5 out of the 6 calls to read_frames came from FrameParser#receive_data and this accounted 100% of the execution time (this is the line above the read_frames line).
The lines below the read_frames (but within that first section) method are all of the methods that FrameParser#read_frames calls (you should be aware of that since this seems like it's your code), how many of that methods total calls read_frames is responsible for (the a/b calls column), and how much time those calls took. They are ordered by which of them took up the most execution time. In your case, that is receive_frame method on the ChatServer class.

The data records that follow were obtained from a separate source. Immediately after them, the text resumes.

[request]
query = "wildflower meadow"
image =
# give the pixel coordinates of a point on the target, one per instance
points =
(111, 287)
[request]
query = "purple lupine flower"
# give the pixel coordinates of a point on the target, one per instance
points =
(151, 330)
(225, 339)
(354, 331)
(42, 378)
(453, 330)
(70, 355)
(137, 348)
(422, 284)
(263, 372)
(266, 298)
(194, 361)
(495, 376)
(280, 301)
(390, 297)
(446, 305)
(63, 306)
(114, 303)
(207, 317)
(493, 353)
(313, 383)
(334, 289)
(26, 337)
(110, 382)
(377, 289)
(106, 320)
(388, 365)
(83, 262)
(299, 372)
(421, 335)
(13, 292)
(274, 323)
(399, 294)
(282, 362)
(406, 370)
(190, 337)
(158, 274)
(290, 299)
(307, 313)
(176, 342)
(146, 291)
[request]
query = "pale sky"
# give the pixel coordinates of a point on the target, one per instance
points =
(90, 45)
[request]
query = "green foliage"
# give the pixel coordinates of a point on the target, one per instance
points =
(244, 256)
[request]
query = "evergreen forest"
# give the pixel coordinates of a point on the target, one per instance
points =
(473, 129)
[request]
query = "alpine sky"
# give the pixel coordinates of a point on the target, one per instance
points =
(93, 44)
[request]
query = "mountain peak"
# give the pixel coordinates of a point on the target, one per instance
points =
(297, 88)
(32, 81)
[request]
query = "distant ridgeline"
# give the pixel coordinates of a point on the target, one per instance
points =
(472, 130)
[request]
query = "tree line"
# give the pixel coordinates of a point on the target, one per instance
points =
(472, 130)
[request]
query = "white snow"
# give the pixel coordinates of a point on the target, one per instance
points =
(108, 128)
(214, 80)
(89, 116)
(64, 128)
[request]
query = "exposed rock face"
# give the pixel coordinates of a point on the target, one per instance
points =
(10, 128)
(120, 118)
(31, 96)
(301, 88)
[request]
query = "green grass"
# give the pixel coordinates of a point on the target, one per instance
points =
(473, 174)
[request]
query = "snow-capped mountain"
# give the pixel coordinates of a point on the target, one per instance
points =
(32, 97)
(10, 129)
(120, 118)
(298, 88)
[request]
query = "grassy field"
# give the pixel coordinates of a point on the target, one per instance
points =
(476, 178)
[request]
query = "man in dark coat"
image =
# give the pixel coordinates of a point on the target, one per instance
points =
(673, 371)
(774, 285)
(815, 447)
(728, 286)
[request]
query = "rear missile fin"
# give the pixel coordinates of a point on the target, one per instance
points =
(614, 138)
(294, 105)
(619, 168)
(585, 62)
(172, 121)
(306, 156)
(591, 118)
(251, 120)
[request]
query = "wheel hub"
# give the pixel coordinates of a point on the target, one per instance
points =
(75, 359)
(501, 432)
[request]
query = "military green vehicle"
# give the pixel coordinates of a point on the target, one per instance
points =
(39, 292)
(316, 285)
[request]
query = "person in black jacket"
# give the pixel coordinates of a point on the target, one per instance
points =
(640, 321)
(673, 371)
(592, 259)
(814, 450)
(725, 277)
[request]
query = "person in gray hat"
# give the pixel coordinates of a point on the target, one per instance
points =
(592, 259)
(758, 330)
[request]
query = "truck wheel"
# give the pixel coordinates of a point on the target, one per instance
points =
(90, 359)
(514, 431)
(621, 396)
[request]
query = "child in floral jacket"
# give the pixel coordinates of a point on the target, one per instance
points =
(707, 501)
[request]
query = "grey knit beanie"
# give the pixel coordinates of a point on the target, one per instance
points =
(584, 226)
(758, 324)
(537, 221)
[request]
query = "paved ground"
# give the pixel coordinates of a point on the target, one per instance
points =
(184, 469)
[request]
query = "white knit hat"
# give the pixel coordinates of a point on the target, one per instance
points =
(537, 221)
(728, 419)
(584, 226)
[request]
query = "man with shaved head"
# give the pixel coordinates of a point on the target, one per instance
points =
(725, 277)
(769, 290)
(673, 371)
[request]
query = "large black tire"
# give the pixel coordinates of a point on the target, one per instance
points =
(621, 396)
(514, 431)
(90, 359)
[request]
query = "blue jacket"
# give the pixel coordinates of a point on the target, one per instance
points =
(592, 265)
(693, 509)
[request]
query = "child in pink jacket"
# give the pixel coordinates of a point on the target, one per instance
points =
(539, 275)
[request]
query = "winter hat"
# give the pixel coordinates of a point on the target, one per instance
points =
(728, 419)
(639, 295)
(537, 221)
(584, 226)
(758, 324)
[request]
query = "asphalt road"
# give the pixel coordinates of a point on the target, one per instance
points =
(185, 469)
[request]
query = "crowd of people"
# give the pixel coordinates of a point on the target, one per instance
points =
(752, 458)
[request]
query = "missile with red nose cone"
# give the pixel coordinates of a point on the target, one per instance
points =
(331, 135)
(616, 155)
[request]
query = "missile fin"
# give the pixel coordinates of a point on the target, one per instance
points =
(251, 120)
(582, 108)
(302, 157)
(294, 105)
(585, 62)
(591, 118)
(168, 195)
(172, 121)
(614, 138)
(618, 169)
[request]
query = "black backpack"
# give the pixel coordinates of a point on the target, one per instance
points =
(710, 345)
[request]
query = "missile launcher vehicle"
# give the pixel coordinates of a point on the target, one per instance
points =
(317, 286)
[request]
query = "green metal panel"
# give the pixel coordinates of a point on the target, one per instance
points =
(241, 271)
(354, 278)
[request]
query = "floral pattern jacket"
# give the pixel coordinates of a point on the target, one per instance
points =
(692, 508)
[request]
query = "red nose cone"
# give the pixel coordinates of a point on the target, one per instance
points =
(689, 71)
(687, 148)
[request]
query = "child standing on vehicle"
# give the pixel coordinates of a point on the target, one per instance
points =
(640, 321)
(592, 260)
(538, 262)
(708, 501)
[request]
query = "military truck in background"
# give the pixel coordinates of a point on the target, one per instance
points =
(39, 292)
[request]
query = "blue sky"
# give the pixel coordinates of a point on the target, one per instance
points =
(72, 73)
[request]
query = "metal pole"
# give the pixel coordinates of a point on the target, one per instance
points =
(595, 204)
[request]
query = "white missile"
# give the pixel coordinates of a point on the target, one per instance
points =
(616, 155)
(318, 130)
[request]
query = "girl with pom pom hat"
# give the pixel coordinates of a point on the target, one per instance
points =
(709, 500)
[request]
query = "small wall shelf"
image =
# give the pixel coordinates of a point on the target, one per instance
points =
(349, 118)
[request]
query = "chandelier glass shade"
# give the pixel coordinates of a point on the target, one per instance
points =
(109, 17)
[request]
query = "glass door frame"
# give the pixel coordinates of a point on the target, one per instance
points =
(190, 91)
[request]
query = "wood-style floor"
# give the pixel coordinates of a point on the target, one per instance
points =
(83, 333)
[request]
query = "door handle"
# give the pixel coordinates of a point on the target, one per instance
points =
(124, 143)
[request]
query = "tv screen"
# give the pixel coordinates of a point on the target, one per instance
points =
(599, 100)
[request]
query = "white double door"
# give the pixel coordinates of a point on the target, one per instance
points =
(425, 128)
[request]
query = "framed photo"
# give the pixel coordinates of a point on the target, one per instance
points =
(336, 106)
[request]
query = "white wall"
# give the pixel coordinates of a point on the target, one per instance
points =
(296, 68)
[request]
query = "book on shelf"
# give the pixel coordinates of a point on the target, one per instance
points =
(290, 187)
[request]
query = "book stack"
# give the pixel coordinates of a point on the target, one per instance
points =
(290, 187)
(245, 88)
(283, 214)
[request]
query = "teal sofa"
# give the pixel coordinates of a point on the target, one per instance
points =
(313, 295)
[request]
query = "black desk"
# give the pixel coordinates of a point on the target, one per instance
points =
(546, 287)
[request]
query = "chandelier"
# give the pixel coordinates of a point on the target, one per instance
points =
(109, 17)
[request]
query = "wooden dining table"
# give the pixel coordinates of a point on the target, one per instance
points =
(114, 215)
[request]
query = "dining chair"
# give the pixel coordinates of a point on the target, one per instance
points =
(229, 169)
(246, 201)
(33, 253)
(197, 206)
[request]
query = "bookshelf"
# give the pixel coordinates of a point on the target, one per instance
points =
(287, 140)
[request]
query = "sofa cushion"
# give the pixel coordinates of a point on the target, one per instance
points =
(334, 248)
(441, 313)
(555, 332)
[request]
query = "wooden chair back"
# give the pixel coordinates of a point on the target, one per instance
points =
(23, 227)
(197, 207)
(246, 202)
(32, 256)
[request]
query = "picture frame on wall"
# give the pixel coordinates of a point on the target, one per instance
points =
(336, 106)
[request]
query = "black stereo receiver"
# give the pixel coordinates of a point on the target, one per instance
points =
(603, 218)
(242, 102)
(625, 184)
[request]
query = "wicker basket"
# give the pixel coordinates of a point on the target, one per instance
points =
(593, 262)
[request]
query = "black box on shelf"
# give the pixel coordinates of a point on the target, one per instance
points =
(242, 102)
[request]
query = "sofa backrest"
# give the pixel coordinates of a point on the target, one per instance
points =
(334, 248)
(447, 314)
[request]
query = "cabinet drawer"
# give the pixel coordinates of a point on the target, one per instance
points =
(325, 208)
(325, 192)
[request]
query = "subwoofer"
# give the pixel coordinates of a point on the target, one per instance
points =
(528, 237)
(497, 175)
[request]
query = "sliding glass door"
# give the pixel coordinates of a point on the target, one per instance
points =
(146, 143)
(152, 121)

You can then look down at the section focusing on receive_frames (2 down and centered with the '100%' line on receive_frame) and see how it's performance is broken down. each section is set up the same way and usually the subsequent function call which took the most time is the focus of the next section down. ruby-prof will continue doing this through the full call stack. You can go as deep as you want until you find the bottleneck you'd like to resolve.